【ニューヨーク=西邨紘子】工業製品・事務用品大手の米スリーエム(3M)が26日発表した4〜6月期決算は、売上高は前年同期と比べ0.5%減の62億5500万ドル(約9600億円)で市場予想を上回った。電気機器や半導体産業向けの部材の販売が寄与した。最終損益が11億4500万ドルの黒字だった。前年同期は訴訟関連の費用がかさみ、最終損益は68億4100万ドルの赤字だった。
為替の影響などを除いた調整後ベースの売上高は前年同期1.2%増の60億ドルだった。訴訟関連費用などを除いた調整後の1株利益は1.93ドル(前年同期は1.39ドル)で、いずれも市場予想を上回った。
アジア地域での電気機器向け産業材などの販売が貢献し、主要部門の「交通・電気機器」の売上高が前年同期と比べ2.6%増となった。
3Mは近年、産業材の需要落ち込みが逆風となり、業績が伸び悩んでいた。だが今年に入り、これまで業績の重荷となってきた有機フッ素化合物「PFAS(ピーファス)」や軍事用耳栓の安全問題を巡る大型訴訟で和解が成立した。
4月1日には主要事業部門の1つだったヘルスケア事業の分社を完了し、5月に就任したウィリアム(ビル)・ブラウン最高経営責任者(CEO)の元で「再出発」への地盤を整えた。
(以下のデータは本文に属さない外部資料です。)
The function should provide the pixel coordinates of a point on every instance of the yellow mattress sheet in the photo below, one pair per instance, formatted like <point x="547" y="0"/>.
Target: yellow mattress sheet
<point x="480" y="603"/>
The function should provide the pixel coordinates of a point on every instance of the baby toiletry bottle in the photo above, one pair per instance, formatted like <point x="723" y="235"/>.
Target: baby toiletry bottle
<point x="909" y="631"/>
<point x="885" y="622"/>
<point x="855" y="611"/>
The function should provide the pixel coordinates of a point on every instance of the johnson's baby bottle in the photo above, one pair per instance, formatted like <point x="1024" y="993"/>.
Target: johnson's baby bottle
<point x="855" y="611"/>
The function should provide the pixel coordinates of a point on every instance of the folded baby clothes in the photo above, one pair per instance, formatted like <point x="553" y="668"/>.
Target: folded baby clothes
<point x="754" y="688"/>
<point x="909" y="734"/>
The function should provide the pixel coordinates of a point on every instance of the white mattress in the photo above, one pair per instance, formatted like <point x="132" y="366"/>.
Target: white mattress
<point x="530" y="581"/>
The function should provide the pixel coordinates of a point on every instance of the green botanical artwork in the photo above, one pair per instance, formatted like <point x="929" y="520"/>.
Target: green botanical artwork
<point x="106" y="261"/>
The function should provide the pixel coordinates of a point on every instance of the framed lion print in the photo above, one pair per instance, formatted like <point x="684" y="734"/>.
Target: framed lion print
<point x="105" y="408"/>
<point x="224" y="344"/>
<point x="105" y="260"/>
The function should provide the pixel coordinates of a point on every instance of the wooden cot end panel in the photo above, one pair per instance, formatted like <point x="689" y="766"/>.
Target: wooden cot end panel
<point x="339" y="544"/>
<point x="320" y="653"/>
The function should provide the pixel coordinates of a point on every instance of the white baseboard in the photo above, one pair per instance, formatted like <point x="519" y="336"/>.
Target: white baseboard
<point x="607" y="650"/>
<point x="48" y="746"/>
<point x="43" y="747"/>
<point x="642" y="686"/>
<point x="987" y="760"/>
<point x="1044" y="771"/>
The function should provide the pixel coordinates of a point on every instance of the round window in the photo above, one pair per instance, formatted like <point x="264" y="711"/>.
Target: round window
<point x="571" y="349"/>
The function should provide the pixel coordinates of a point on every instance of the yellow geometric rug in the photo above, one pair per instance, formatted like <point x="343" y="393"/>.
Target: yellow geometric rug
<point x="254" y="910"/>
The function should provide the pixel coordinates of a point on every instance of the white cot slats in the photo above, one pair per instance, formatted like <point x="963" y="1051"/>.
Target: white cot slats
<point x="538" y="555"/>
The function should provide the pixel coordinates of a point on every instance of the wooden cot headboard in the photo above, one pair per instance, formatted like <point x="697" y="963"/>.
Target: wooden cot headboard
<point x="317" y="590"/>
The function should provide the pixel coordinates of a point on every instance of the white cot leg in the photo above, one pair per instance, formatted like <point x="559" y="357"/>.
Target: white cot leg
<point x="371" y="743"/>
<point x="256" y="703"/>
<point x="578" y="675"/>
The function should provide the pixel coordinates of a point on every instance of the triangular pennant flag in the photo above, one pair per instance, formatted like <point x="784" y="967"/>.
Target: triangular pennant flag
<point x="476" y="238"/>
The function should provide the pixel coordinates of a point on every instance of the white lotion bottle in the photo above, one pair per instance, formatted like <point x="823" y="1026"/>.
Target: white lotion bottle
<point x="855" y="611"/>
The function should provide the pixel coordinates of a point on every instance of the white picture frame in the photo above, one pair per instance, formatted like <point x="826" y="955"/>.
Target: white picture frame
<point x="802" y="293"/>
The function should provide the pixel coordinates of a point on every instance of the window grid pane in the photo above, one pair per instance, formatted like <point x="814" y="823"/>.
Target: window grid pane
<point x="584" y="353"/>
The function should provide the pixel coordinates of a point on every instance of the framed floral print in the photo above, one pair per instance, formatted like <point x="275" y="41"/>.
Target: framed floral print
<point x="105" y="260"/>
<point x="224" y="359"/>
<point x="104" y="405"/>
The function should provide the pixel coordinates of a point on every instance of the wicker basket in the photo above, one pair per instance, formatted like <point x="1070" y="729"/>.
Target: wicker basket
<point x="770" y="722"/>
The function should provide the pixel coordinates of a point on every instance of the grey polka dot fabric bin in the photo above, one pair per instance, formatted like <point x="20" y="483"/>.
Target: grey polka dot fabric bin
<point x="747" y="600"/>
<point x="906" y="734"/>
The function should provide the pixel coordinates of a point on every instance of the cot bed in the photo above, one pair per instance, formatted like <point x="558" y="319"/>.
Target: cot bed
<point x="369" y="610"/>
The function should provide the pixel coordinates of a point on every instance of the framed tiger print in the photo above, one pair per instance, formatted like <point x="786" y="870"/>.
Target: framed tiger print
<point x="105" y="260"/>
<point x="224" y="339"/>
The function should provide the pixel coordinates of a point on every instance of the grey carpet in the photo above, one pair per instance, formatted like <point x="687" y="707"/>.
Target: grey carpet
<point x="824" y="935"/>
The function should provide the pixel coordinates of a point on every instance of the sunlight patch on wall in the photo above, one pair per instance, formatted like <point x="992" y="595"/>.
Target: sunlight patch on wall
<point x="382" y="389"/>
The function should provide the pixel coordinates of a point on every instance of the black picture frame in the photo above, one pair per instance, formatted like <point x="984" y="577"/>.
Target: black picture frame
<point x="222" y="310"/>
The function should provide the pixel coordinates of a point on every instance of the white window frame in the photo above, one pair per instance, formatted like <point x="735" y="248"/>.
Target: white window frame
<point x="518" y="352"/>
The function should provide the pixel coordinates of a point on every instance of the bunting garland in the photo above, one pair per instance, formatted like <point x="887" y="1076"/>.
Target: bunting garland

ブラウンCEOは決算説明会で投資家に対し、3Mの販売商品が「率直に言って古びてきている」と経営課題を指摘。成長回帰に向け、新製品開発投資や組織効率化などの見直しに取り組む方針を示した。
2024年12月通期の業績見通しは調整後1株利益で7.00〜7.30ドルとし、従来予想の6.80〜7.30ドルから下限を引き上げた。
予想を上回った売上高や新CEOによる改革方針を好感し、26日の米株式市場で3Mの株価は急騰。終値は前日比で2割を超える上昇率となった。